3.3. Con un terzo motivo, deduce il vizio di erronea applicazione della legge penale, in relazione agli artt. 416-bis cod. pen. e 274 e 275 cod. proc. pen.
Sostiene che le esigenze cautelari non sarebbero attuali, atteso che: la «condotta del NOME NOME oggetto di contestazione si sarebbe consumata solo
nell’anno 2018»; «l’associazione mafiosa oggetto di contestazione risulta collocata temporalmente dal gennaio 2018 al novembre del 2021».
CONSIDERATO IN DIRITTO
Il ricorso deve essere parzialmente accolto, essendo fondati il primo motivo del ricorso originario e il primo motivo aggiunto.
1.2. Il primo motivo del ricorso originario e il primo motivo aggiunto – che possono essere trattati congiuntamente, proponendo sostanzialmente le medesime questioni – sono fondati, nella parte in cui censurano la motivazione del provvedimento impugnato.
Il Tribunale del riesame, invero, si è limitato a indicare una serie di conversazioni, sostenendo che da esse emergerebbe «l’intensità dei rapporti intrattenuti dal NOME con i vertici associativi» e la messa a disposizione dell’RAGIONE_SOCIALE dell’indagato al servizio del sodalizio criminoso.
La motivazione, nella parte relativa al reato in questione, è meramente assertiva, in quanto il Tribunale non riporta il contenuto di tali conversazioni, almeno nei passaggi di maggiore rilevanza, né li riassume in maniera significativa.
Manca soprattutto l’enucleazione dalle conversazioni di quegli elementi di fatto che dovrebbero poi portare a integrare gli elementi costitui:ivi della fattispecie astratta.
Viene meno, in tal modo, la funzione precipua della motivazione, quella, cioè, di dare conto delle ragioni dell’adozione della decisione. Sul punto, la motivazione è meramente apparente, giacché vi è solo l’indicazione delle fonti di prova e l’apodittica affermazione della valenza dimostrativa di esse (Sez. 3, n. 49168 del 13/10/2015 Rv. 265322, Sez. 5, n. 24862 del 19/05/2010 Rv. 247682), mentre è assente un effettivo ragionamento probatorio.
1.2. Il secondo motivo del ricorso originario e il secondo motivo aggiunto che possono essere trattati congiuntamente, proponendo sostanzialmente le medesime questioni – sono infondati.

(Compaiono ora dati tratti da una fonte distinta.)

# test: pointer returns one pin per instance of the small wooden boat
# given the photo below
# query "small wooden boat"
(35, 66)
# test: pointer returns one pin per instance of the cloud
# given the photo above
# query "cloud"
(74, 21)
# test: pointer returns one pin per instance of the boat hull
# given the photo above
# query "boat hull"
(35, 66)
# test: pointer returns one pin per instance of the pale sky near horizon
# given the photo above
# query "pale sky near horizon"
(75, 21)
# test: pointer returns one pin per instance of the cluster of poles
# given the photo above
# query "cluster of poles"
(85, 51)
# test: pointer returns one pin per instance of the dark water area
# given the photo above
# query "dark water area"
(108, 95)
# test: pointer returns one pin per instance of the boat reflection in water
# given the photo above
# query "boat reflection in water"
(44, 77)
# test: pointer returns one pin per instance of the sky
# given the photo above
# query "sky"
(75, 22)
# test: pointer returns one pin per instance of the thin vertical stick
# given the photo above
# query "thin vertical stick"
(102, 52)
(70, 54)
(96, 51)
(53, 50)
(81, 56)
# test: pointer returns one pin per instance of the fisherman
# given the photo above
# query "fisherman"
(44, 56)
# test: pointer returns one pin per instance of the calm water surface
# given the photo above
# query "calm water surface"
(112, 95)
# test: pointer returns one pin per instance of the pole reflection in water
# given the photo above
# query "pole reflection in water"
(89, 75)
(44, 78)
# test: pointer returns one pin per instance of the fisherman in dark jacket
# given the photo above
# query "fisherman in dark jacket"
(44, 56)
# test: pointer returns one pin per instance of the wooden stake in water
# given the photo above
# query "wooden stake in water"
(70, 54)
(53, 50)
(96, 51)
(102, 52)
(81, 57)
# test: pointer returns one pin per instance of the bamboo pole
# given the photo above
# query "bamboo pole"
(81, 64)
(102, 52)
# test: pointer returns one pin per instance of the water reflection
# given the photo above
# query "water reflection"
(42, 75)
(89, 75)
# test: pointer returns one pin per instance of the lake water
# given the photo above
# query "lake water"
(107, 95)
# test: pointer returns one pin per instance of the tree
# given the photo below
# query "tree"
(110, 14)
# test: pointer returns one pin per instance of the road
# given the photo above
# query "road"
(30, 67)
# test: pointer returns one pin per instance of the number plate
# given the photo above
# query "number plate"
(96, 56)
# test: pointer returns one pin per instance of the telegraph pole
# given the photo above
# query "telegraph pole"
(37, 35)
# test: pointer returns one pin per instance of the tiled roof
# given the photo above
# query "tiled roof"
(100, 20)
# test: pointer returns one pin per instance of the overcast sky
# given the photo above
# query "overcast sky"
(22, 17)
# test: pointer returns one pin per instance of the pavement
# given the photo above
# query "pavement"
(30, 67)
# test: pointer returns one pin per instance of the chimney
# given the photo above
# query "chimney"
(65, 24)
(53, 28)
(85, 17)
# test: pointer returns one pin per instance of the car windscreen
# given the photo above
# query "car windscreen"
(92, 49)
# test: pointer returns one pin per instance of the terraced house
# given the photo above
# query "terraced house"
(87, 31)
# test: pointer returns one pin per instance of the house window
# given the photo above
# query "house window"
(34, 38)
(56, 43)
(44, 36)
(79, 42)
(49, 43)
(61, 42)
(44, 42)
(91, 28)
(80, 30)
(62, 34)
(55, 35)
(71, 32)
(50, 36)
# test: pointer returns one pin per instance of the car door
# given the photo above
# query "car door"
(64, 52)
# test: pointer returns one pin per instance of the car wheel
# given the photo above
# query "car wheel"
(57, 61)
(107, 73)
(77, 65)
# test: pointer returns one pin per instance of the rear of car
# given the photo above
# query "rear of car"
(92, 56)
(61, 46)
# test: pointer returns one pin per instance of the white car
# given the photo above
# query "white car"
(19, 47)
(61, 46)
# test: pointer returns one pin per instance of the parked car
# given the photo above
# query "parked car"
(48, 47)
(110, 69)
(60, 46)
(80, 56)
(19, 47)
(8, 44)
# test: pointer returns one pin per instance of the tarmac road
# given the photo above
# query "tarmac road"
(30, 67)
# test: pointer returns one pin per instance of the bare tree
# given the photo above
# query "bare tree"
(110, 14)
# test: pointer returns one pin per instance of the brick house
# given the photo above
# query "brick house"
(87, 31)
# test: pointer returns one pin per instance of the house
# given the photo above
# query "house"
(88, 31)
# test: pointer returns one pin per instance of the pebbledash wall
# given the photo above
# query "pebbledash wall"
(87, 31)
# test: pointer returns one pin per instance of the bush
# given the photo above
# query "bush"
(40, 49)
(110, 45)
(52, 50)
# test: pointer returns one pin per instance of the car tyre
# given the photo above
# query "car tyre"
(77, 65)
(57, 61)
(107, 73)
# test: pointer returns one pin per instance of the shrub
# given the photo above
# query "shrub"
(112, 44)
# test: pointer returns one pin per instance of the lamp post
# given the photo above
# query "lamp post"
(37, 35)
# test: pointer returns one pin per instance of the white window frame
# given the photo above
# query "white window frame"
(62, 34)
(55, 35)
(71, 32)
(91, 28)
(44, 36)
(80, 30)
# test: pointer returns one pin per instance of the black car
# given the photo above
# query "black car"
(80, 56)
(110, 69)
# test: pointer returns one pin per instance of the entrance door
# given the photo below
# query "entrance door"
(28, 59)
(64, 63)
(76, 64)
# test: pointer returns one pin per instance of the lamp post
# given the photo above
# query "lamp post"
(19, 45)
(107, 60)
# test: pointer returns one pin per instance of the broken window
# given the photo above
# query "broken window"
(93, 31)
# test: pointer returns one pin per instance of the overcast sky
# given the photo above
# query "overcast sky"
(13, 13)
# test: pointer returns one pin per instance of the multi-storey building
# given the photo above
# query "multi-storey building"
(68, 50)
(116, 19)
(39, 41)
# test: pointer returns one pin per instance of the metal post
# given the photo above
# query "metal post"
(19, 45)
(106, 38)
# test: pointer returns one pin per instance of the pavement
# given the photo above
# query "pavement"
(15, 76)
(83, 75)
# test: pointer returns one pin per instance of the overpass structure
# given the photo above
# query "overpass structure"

Il Tribunale ha ricostruito l’episodio di cui al capo 75 e la partecipazione attiva del ricorrente alla sua consumazione non certo sulla base della collocazione geografica degli interlocutori, bensì sul contenuto delle conversazioni intercettate -che, in relazione a tale reato, sono state riportate e analiticamente valutate (cfr., in particolare, le pagine 3 e 4 dell’ordinanza impugnata)-, dalle quali emergono la presenza dei rei nello stesso contesto e le istruzioni fornite all’indagato circa le modalità di restituzione dell’auto rubata, da consegnare solo a seguito della riscossione della somma di denaro da parte della vittima (cfr. pagina 4
dell’ordinanza impugnata). Nello stesso contesto, il Tribunale ha già preso posizione, con motivazione tutt’altro che illogica, circa l’argomento difensivo secondo il quale l’interessamento del ricorrente alla vicenda sarebbe stato dettato da ragioni solidaristiche: conclusione ragionevolmente esclusa sulla base dei compiti a lui devoluti (anche in ordine alla pretesa economica) e della decisione di rivolgersi, per il recupero dell’auto rubata, ai capi-cosca. Sul punto, dunque, il motivo di ricorso è pure privo di specificità estrinseca, perché omette un confronto critico con la motivazione del provvedimento impugnato.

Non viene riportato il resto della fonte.